By the gods' good graces, the physician's knife and the prince's royal command were enough to stop Crooked Nose from entombing us alive.
Writing a sequel is difficult, especially a sequel to a book, The Lost Scroll of the Physician that ends with a real cliff-hanger. Do you plunge right in or backpedal in order to bring new, or forgetful, readers up to speed with what is going on? Sevigny opts for the former approach, with the result that the reader, i.e., me, took a couple of chapters to get my head around what had happened to date and what was going on. However, The Lost Scroll of the Physician ended with Sesha and her two fellow students/scribes/physicians, having freed the Hyksos spy from the pits where such "criminals" were put essentially to die, are about to set out in pursuit of the Hyksos delegation. They want to free Sesha's friend, the Egyptian princess Merat, who, very much against her wishes, has been given to the leader of this group as his bride. The spy, Pepi, has agreed to help them since he knows where they are headed, and they set off down the Nile in a stolen boat, make it across a very inhospitable stretch of desert and arrive at the oasis, now apparently an army training camp where the chieftain is planning his wedding and preparing to attack Thebes. Sesha manages to postpone the first, and, having gained some idea of the strength of the army and, therefore, the vulnerability of her own people, suggests that she (and the "spy" who has been revealed to be a relative of the chieftain) return to Thebes in order to persuade the Pharaoh to pay tribute rather than fight. As well, she will attempt to get back one of the two copies of the scroll of Imhotep in the hopes that it will contain the knowledge which will enable them to cure the chieftain's chief army captain. Success and failure go hand in hand, and, at the end of the book, readers are once again left with the story unresolved, a prophecy concerning Sesha and her brother Ky, now an adopted son of the Pharoah, unrevealed, and a whole lot of sick people needing looking after. Is The Lost Scroll of the Physician the second book of a trilogy or part of a longer series.

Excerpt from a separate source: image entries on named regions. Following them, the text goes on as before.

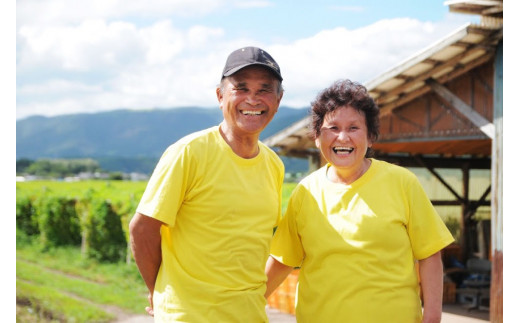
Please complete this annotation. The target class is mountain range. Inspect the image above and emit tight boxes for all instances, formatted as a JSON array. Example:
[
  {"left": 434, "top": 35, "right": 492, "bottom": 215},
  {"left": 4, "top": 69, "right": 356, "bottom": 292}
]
[{"left": 16, "top": 107, "right": 308, "bottom": 173}]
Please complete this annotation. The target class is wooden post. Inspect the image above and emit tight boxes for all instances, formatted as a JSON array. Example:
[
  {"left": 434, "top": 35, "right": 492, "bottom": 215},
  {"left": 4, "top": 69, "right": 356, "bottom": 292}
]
[{"left": 490, "top": 41, "right": 502, "bottom": 323}]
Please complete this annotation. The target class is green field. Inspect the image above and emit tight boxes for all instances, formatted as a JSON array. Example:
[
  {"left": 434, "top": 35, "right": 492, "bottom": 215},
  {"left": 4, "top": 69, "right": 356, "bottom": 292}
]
[
  {"left": 16, "top": 181, "right": 296, "bottom": 323},
  {"left": 16, "top": 173, "right": 489, "bottom": 322}
]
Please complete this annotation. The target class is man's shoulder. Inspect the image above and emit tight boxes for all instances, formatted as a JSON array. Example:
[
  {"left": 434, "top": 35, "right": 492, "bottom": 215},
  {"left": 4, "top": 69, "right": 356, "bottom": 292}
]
[{"left": 258, "top": 141, "right": 283, "bottom": 167}]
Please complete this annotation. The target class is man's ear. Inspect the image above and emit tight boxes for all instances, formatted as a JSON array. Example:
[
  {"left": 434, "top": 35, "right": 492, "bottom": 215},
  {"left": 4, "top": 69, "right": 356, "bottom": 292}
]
[{"left": 215, "top": 86, "right": 223, "bottom": 109}]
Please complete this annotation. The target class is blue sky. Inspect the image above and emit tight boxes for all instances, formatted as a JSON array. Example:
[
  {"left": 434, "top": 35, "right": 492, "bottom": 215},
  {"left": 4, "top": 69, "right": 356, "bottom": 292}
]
[{"left": 16, "top": 0, "right": 478, "bottom": 119}]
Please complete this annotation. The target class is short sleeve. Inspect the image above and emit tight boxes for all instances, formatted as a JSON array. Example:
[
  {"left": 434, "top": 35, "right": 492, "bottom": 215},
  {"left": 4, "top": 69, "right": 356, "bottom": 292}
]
[
  {"left": 271, "top": 184, "right": 305, "bottom": 267},
  {"left": 407, "top": 175, "right": 454, "bottom": 260},
  {"left": 137, "top": 143, "right": 194, "bottom": 226}
]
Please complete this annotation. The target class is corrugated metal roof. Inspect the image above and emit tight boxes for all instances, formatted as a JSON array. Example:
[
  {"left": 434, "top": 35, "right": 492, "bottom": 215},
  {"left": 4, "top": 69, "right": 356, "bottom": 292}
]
[{"left": 264, "top": 15, "right": 503, "bottom": 157}]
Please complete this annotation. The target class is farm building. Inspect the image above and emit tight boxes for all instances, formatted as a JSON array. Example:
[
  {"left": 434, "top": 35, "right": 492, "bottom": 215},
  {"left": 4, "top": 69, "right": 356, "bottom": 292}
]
[{"left": 264, "top": 0, "right": 503, "bottom": 322}]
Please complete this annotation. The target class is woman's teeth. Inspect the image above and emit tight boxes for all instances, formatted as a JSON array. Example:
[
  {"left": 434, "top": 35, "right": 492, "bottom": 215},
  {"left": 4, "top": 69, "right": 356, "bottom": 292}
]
[{"left": 242, "top": 110, "right": 262, "bottom": 116}]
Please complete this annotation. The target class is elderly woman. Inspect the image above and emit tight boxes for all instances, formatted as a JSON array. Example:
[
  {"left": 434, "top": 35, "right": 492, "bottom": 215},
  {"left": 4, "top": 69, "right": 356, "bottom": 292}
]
[{"left": 265, "top": 80, "right": 453, "bottom": 323}]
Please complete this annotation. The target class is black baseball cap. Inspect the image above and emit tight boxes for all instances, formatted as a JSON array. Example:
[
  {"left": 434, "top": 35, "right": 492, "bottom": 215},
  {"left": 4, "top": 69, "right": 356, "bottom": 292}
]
[{"left": 222, "top": 47, "right": 283, "bottom": 82}]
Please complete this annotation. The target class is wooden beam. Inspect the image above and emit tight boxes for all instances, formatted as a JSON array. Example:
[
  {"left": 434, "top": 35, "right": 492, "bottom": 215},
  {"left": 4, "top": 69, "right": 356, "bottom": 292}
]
[
  {"left": 414, "top": 155, "right": 467, "bottom": 204},
  {"left": 426, "top": 78, "right": 495, "bottom": 138},
  {"left": 376, "top": 54, "right": 493, "bottom": 117}
]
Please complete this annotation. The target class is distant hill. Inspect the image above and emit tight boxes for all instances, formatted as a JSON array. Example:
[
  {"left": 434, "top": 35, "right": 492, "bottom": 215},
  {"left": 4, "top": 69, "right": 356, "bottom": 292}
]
[{"left": 16, "top": 107, "right": 308, "bottom": 173}]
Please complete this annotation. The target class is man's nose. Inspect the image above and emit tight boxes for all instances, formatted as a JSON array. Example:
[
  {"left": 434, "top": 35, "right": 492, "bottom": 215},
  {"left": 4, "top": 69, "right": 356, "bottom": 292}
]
[{"left": 246, "top": 92, "right": 260, "bottom": 105}]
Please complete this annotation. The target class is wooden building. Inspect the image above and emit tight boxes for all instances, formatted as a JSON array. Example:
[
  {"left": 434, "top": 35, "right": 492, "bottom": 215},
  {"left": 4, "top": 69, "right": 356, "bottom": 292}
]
[{"left": 264, "top": 0, "right": 503, "bottom": 322}]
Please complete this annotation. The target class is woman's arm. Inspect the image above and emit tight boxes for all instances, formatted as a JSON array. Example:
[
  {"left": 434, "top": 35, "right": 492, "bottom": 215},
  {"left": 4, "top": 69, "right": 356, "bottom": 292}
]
[
  {"left": 264, "top": 256, "right": 294, "bottom": 298},
  {"left": 419, "top": 251, "right": 443, "bottom": 323}
]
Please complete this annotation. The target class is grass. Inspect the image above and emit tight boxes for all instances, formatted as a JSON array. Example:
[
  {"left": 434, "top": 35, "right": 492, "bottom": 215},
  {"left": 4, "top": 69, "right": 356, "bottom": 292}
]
[
  {"left": 16, "top": 237, "right": 147, "bottom": 323},
  {"left": 16, "top": 181, "right": 296, "bottom": 323}
]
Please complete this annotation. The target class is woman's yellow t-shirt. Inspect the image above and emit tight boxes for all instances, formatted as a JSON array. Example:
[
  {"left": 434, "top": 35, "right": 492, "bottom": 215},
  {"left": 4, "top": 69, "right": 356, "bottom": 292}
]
[{"left": 271, "top": 160, "right": 453, "bottom": 323}]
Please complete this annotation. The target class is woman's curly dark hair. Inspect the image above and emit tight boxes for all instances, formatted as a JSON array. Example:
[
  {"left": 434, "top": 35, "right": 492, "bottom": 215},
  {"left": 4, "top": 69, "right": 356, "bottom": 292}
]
[{"left": 309, "top": 79, "right": 379, "bottom": 155}]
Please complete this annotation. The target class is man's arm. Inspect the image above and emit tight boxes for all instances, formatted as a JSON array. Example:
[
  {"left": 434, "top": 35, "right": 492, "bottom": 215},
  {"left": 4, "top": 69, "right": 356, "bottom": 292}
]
[
  {"left": 419, "top": 251, "right": 443, "bottom": 323},
  {"left": 129, "top": 213, "right": 163, "bottom": 315},
  {"left": 264, "top": 256, "right": 294, "bottom": 298}
]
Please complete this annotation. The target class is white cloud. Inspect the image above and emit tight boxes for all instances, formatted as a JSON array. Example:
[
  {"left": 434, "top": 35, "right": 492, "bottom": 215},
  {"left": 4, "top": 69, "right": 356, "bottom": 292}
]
[
  {"left": 17, "top": 0, "right": 472, "bottom": 118},
  {"left": 272, "top": 18, "right": 466, "bottom": 107},
  {"left": 16, "top": 0, "right": 225, "bottom": 25}
]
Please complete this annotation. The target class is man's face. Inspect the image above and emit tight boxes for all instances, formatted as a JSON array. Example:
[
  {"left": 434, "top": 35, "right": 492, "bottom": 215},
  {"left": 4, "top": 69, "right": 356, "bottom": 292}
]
[{"left": 217, "top": 65, "right": 283, "bottom": 137}]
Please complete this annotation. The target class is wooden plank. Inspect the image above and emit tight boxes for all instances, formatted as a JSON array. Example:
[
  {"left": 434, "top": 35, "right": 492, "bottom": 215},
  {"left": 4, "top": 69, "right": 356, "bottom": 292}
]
[{"left": 426, "top": 78, "right": 495, "bottom": 138}]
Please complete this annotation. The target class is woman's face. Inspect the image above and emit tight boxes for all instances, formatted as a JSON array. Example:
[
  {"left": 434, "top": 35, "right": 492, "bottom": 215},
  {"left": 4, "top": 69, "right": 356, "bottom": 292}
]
[{"left": 315, "top": 106, "right": 372, "bottom": 179}]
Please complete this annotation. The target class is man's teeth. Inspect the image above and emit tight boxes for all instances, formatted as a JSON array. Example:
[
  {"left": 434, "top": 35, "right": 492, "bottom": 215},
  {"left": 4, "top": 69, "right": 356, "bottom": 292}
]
[
  {"left": 332, "top": 147, "right": 354, "bottom": 154},
  {"left": 242, "top": 110, "right": 262, "bottom": 116}
]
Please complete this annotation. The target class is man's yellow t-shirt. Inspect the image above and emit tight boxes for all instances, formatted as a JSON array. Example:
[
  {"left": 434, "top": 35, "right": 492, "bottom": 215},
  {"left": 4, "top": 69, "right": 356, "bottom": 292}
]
[
  {"left": 271, "top": 159, "right": 453, "bottom": 323},
  {"left": 137, "top": 127, "right": 284, "bottom": 322}
]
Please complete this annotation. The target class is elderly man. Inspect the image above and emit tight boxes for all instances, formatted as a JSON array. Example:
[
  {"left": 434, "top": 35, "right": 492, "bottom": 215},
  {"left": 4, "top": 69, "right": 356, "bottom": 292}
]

We don't know, and I hesitate to say we don't care, but it is a technique that palls after not too long (though Lemony Snickett managed to keep it going by dint of coming to a fairly conclusive ending, ... and then adding one more chapter!). The Lost Scroll of the Physician is less successful than the first, partly because of its less-than-conclusive ending and partly because the plot is getting more and more convoluted. Sesha is trying to be too many things: physician, scribe, friend, sister, possibly lover, spy ... the list is practically endless, and balancing all these roles leaves her as a less credible character. Is she really Superwoman? Perhaps. To be continued in Sevigny's next. The Desert Prince is still a good book, and readers will continue to want to read the next book; but the compulsion has faded.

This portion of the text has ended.